Following these first thoughts, the Cognitive and Affective Theory of Learning with Media (CATLM; [4,41,42]) extended existing cognitive theories of learning with media by adding the explicit assumption that motivational factors influence learning by affecting cognitive engagement (a similar model was presented even earlier [43]). Mayer [44,45] also complemented his Cognitive Theory of Multimedia Learning by adding assumptions about motivational processes: motivation is described in terms of “the learner’s willingness to exert effort to engage in appropriate cognitive processing during learning” [45] (p. 70), with interest as one of the driving forces of the learner’s motivation (in addition to affect, beliefs, and feelings of social connection).
In addition to motivation, another approach to increasing learners’ engagement is to focus on emotional factors in the design of learning tasks (emotional design).

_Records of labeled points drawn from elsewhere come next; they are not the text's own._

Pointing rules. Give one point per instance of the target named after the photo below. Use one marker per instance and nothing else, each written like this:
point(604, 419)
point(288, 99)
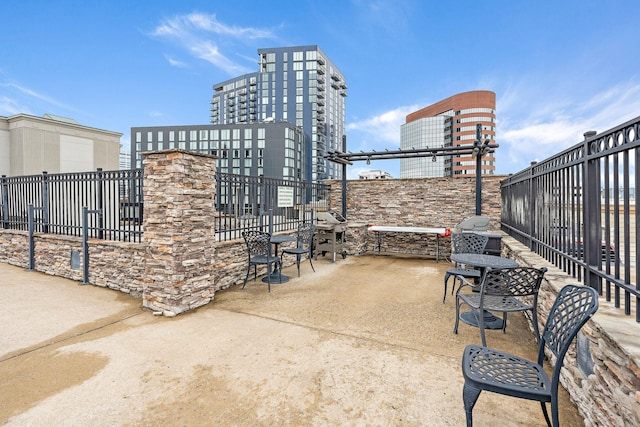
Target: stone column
point(179, 193)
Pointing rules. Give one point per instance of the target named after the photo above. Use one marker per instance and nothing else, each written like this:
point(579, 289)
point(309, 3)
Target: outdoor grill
point(331, 228)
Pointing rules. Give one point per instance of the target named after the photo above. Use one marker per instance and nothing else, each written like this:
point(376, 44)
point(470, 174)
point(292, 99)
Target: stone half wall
point(425, 202)
point(608, 393)
point(114, 265)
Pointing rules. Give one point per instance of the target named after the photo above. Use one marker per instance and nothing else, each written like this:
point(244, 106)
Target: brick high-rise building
point(447, 123)
point(299, 85)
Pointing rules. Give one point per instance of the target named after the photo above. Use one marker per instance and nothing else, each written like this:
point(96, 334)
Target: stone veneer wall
point(116, 265)
point(610, 396)
point(179, 194)
point(425, 202)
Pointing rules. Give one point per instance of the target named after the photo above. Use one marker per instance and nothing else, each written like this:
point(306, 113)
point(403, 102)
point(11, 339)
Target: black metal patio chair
point(502, 290)
point(259, 251)
point(492, 370)
point(304, 241)
point(467, 243)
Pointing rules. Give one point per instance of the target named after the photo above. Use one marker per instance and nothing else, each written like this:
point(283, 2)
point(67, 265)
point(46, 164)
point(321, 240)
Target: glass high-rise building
point(299, 85)
point(447, 123)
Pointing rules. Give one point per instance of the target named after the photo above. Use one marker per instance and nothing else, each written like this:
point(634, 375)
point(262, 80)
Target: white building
point(30, 145)
point(374, 174)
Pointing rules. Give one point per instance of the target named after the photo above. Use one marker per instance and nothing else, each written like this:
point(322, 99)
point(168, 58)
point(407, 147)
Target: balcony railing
point(577, 209)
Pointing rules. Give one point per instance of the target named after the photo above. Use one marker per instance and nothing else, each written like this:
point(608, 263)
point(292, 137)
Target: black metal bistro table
point(482, 261)
point(276, 275)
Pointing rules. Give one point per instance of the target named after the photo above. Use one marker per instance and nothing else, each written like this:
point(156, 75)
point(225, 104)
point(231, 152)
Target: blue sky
point(558, 68)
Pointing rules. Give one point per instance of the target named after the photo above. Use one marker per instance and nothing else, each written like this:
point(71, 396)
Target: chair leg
point(546, 414)
point(504, 322)
point(247, 276)
point(535, 323)
point(470, 397)
point(455, 328)
point(268, 277)
point(314, 270)
point(480, 318)
point(446, 280)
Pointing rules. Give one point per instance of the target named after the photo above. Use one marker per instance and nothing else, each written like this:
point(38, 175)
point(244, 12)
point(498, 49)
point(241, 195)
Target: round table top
point(483, 260)
point(281, 238)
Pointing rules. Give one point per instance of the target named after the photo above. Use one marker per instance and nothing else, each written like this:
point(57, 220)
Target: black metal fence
point(114, 203)
point(249, 202)
point(577, 209)
point(113, 198)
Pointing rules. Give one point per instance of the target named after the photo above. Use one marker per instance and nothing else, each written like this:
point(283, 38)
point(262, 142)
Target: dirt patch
point(33, 378)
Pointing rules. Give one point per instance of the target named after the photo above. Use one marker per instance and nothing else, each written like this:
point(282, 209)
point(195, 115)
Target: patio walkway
point(364, 341)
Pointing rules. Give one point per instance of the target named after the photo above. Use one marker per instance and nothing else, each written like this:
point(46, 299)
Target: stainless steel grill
point(330, 235)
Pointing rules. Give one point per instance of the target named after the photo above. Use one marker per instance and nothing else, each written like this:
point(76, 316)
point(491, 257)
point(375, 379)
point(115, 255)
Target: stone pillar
point(179, 194)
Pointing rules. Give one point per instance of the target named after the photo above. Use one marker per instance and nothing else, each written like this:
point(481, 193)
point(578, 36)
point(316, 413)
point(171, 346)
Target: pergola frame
point(478, 149)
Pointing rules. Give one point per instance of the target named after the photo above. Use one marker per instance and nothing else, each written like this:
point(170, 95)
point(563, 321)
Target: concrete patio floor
point(364, 341)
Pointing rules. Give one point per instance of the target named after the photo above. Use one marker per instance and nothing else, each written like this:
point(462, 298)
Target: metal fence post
point(99, 203)
point(5, 202)
point(591, 197)
point(45, 201)
point(31, 228)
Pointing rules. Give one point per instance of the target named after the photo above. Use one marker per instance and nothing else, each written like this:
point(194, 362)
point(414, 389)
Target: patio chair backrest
point(513, 281)
point(469, 243)
point(573, 307)
point(305, 234)
point(258, 242)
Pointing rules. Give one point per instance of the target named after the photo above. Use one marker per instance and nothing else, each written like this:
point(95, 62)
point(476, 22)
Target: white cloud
point(202, 35)
point(380, 131)
point(10, 107)
point(18, 99)
point(552, 123)
point(175, 62)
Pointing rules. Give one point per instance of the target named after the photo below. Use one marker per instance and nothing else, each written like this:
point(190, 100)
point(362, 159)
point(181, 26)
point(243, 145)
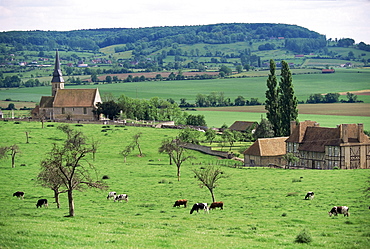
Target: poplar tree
point(271, 104)
point(287, 100)
point(281, 103)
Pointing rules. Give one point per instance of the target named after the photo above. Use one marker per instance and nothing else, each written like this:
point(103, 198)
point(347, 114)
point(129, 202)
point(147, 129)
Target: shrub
point(303, 237)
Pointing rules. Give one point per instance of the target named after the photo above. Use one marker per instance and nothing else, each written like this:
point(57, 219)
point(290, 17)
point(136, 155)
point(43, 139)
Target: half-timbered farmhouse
point(343, 147)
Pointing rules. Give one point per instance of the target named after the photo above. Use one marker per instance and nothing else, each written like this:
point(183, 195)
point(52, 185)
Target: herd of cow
point(196, 207)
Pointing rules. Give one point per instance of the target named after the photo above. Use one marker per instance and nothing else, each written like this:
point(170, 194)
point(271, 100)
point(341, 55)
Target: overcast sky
point(333, 18)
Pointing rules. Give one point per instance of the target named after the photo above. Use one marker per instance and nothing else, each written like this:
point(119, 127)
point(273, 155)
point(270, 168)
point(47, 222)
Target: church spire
point(57, 81)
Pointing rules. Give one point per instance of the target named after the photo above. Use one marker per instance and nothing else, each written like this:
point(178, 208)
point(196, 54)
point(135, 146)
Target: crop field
point(264, 208)
point(254, 87)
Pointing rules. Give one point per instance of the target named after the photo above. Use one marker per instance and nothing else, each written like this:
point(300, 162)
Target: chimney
point(293, 125)
point(360, 133)
point(344, 131)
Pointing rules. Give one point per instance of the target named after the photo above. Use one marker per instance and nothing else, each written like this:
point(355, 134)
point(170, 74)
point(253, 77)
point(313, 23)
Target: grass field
point(264, 208)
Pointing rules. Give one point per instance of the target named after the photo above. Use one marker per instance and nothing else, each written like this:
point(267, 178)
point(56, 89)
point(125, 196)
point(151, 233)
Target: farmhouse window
point(336, 151)
point(295, 147)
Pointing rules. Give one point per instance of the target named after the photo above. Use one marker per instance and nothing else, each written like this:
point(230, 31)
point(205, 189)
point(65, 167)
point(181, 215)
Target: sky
point(333, 18)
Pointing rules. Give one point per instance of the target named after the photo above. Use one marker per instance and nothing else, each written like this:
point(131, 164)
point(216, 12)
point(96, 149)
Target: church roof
point(46, 101)
point(242, 125)
point(268, 147)
point(76, 98)
point(57, 74)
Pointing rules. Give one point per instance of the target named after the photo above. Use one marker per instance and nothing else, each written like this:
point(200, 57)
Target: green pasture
point(264, 208)
point(254, 87)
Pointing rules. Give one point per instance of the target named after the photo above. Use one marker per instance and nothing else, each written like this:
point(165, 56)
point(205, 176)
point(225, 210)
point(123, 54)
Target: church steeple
point(57, 81)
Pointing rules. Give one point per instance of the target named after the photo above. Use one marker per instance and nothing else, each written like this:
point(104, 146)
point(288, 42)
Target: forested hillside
point(154, 38)
point(104, 55)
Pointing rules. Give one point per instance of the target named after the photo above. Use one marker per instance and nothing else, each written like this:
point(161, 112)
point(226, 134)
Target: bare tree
point(167, 147)
point(208, 177)
point(67, 164)
point(136, 142)
point(127, 151)
point(49, 177)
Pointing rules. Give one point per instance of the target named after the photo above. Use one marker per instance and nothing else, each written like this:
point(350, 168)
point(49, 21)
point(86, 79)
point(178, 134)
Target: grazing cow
point(309, 195)
point(121, 197)
point(339, 210)
point(19, 194)
point(111, 195)
point(219, 204)
point(180, 202)
point(42, 202)
point(199, 206)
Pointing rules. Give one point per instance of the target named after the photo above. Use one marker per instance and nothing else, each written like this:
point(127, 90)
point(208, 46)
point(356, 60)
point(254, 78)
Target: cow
point(309, 195)
point(111, 195)
point(180, 202)
point(121, 197)
point(339, 210)
point(200, 206)
point(219, 204)
point(42, 202)
point(19, 194)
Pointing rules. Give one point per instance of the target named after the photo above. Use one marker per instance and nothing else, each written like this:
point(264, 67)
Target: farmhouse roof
point(315, 138)
point(267, 147)
point(297, 132)
point(57, 74)
point(242, 125)
point(76, 98)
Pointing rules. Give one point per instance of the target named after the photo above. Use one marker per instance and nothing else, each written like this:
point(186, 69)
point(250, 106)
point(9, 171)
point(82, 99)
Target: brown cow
point(219, 204)
point(180, 202)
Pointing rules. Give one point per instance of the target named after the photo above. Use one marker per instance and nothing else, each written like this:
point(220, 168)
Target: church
point(68, 104)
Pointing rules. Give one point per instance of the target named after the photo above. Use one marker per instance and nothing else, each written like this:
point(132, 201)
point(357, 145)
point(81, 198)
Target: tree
point(13, 149)
point(136, 142)
point(209, 177)
point(110, 109)
point(127, 151)
point(179, 155)
point(264, 129)
point(189, 135)
point(210, 135)
point(67, 164)
point(287, 100)
point(49, 178)
point(228, 136)
point(167, 147)
point(272, 99)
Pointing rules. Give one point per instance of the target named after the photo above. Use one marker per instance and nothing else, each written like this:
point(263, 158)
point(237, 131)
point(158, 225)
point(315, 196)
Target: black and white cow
point(178, 203)
point(19, 194)
point(219, 204)
point(339, 210)
point(121, 197)
point(111, 195)
point(42, 202)
point(199, 206)
point(309, 195)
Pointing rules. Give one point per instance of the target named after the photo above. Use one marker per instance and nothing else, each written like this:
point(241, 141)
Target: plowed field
point(341, 109)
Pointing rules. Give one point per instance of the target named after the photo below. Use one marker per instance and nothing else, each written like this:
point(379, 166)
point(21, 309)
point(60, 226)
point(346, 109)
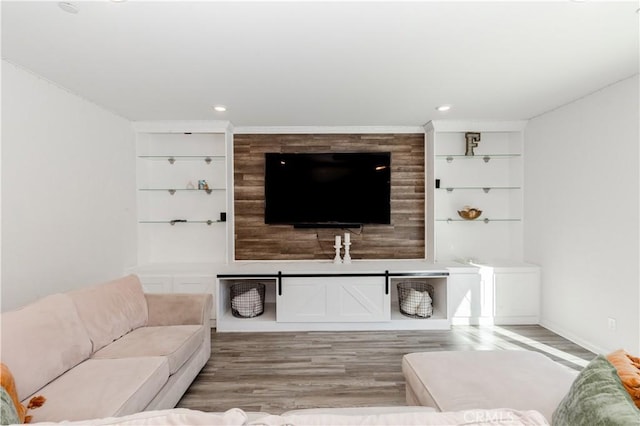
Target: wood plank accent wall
point(403, 239)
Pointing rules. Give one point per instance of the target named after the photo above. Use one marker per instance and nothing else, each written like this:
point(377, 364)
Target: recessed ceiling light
point(68, 7)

Some relevant studies varied the learning materials (for example, by introducing warm colors), which was effective in improving learning [46,47,48]. Other studies added elements to the learning materials (seductive details such as pointing out the usefulness of ATP (adenosine triphosphate) in different areas, such as sports in a biology lesson on ATP); however, this was generally not effective in improving learning [49,50].
In the literature, motivational and emotional factors are discussed as mediators or moderators in predicting students’ cognitive engagement and learning [2]. On the one hand, motivation (or emotion) can mediate the effect of a specific instructional design factor (e.g., using warm colors) on invested mental effort and learning outcomes. On the other hand, motivation (or emotion) can moderate, for instance, the influence of perceived task difficulty on invested mental effort (as investigated in the present study). If, as an example of moderation, low motivation leads to the need to invest more mental effort than expected, this need would represent a source of additional cognitive load [3]. This can also be assumed concerning emotional effects. Thus, whereas Feldon and colleagues [1,36,38] investigated motivation as an outcome of cognitive load, in the present study we investigated (low) motivation as a source of (additional) cognitive load.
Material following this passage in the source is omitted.